This weekend we were very busy; we opened up the receiver, made several small fixes, closed it back up again, and just started cooling down again yesterday. This post will take you through that whole process.
After opening up the receiver the first thing we wanted to do was take out the focal plane. We knew we wanted to replace one (of seven) module of 150 GHz (2-mm wavelength) detectors, but still wanted to inspect it to see if we could find an obvious problem. We did not, so Jason swapped it out for the spare detector wafer. We also wanted to replace two of our four focal plane infrared filters, to increase the bandwidth of light that we are sensitive to, which ultimately improves our sensitivity.

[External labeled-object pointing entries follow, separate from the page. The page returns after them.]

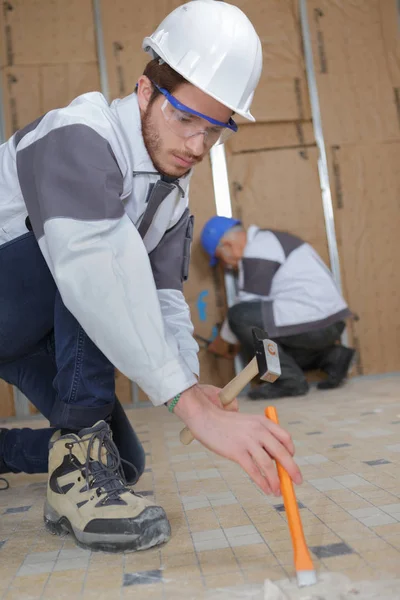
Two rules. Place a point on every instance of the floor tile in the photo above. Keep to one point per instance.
(226, 534)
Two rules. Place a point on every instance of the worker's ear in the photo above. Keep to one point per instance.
(144, 92)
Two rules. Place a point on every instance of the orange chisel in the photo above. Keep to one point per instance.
(302, 559)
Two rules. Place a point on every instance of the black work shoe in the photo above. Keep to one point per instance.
(87, 496)
(271, 391)
(336, 365)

While the most glamorous part of the re-work was the focal plane, which is also what most of my post is dedicated to. Jay and I were primarily working on the receiver cryostat, installing a new lens filter, and modifying the focal plane baffle to fit with the new parts. In addition, we replaced 1/6 of our SQUIDs, in attempt to fix some bad readout channels that didnt work, and are switching over to a more stable feedback algorithm which should bring back a couple dozen of our detectors.
Late Monday afternoon, we got the receiver and optics cryostat re-attached, and soon started pumping them down; we need to get the crysotats to a pressure about 100 million times less pressure than atmospheric pressure. Then on Tuesday afternoon, we turned on the pulse tubes and started cooling the cryostats down.